Sing to the LORD a new song;
sing to the LORD, all the earth. — Psalm 96:1
Albert Einstein once said that the definition of insanity is doing the same thing over and over again — and expecting different results. And yet, as human beings we tend to be creatures of habit even as we wish for different circumstances in our lives and in our world. As Einstein made clear, however, there is only one way to change the circumstances we see in our lives: If we don’t like the results, we need to change the equation.
The psalmist seemed to understand that when he wrote: “Sing to the LORD a new song; sing to the LORD all the earth.” When will the whole world sing a new song? According to Jewish belief, that will only happen in the messianic times when the world reaches a state of perfection. In fact, Jewish tradition teaches that in the messianic era, an eighth note will be added to the seven-note musical scale. The music will be unlike anything that anyone has ever heard before! But this addition to our musical repertoire is more than just a change in human perception. It will be a reflection of a serious change in human behavior.

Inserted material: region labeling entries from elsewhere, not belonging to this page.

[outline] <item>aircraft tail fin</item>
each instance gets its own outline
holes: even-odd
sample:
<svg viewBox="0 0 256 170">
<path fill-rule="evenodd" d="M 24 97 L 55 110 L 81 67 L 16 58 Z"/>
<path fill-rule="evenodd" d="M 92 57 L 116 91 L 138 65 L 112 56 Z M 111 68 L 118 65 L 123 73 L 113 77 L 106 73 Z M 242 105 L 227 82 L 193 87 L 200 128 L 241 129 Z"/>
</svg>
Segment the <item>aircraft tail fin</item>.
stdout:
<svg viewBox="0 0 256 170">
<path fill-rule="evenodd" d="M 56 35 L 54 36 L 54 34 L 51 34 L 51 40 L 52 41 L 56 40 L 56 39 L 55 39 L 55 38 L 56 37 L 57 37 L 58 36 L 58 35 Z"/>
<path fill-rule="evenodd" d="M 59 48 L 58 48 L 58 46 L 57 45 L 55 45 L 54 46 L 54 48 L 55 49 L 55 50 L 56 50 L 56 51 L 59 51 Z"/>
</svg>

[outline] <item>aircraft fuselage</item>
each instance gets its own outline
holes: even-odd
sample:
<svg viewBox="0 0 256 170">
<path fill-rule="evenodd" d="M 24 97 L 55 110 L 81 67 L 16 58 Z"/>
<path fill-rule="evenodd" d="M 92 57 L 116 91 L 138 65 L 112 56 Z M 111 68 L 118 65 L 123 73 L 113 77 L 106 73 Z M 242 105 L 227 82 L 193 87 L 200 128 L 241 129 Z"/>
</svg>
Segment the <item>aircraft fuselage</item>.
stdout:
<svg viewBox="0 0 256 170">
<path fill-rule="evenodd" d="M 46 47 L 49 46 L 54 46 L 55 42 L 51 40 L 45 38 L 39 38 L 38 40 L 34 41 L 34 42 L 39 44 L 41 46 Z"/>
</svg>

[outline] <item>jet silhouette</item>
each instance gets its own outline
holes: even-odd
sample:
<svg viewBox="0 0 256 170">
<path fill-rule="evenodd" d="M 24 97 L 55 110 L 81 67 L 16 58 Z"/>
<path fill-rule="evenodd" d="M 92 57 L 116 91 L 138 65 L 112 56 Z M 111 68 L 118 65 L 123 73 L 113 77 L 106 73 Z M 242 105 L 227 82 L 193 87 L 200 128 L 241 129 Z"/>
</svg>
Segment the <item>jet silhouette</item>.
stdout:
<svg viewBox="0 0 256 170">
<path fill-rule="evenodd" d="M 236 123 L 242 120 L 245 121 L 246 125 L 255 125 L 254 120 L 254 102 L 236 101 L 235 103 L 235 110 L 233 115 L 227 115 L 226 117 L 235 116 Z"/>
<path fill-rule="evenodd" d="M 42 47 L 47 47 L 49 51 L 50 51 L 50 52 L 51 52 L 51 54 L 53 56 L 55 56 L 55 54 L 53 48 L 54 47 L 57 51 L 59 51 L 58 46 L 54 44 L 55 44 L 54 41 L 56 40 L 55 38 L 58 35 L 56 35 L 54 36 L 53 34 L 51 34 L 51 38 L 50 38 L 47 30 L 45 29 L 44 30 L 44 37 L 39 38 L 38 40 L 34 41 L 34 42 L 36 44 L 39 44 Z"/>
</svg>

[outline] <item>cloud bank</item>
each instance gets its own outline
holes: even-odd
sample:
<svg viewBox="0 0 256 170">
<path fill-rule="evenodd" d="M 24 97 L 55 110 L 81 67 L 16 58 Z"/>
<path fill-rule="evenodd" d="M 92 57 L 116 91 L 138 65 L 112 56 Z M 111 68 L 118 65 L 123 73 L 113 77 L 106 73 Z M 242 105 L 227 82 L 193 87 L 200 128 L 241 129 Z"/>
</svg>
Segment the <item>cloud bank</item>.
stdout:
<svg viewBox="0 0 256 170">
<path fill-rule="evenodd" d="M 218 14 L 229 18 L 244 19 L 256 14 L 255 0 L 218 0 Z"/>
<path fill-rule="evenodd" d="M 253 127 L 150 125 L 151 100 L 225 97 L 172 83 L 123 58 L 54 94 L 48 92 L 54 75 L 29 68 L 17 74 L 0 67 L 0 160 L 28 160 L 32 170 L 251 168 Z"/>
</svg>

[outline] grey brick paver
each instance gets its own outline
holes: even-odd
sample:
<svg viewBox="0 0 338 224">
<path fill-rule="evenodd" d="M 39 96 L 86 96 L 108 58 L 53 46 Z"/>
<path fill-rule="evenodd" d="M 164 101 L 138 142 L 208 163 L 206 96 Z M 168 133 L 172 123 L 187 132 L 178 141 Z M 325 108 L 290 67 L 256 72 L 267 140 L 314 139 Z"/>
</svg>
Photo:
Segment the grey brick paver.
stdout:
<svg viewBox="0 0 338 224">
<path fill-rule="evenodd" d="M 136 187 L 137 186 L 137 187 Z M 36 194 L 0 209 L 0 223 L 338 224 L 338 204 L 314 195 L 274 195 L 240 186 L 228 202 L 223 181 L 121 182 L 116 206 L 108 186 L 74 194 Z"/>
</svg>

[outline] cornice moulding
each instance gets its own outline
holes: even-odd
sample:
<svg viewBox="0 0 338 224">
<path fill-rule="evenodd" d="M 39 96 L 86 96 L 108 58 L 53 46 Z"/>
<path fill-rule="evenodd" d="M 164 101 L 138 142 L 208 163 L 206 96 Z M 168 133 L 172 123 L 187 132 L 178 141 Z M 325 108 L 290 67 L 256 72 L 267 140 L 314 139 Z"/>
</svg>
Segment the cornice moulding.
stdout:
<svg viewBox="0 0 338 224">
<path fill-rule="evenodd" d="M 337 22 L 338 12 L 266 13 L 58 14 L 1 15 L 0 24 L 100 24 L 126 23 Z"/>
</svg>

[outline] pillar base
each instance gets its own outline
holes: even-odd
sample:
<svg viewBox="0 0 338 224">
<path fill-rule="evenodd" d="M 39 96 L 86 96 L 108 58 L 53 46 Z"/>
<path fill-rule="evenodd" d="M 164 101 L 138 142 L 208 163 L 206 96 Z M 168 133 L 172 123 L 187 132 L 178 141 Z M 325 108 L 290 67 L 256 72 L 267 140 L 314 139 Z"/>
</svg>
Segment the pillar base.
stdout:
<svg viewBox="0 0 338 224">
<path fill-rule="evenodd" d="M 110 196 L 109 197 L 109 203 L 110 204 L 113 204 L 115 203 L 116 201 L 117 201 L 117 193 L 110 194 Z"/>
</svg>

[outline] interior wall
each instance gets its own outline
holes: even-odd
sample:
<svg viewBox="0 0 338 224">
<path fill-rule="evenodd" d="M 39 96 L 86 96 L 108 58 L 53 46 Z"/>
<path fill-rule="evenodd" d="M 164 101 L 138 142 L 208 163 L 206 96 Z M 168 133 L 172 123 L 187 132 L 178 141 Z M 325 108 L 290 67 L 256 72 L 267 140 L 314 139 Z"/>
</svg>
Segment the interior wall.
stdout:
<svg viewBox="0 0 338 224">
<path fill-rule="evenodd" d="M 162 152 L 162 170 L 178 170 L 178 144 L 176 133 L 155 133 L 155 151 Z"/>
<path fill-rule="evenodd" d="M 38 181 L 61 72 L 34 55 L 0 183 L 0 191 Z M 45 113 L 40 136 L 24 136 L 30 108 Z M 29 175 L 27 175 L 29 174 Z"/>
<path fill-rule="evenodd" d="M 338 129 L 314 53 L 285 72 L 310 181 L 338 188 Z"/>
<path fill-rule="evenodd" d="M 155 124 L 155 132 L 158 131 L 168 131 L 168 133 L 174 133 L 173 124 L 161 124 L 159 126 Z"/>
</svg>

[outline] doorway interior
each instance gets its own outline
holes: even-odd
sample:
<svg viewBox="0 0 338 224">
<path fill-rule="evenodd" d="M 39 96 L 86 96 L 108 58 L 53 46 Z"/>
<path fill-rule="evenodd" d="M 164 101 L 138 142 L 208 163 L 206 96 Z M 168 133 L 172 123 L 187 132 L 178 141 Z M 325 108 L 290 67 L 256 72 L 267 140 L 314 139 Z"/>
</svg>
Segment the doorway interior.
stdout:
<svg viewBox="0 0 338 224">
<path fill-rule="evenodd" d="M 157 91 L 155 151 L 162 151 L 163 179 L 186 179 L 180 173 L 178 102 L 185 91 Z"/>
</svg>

For far too long humanity has sung the same song. A song of war and sadness. A song of depravity and deception. We have sung dirges of hate and ballads of oppression. Yes, there have been high notes in history, and at times, even a great symphony. Yet by and large, our song has stayed the same with the same sorry chorus. History tends to repeat itself. But it doesn’t have to.
Friends, it’s time for us to change our tune. It’s time to do something different so our world can be different. And the changes start with us. Do you dance to a song of worry all day long? Try to tune in to the wavelength of faith. Do you walk to the beat of an angry drum? Try to slow the rhythm and sing a tranquil tune instead. An amazing thing happens when even one person whistles a happy, catchy new tune. Everyone around them wants to join in!
So “sing to the LORD a new song,” your new song, and soon others will be singing it, too.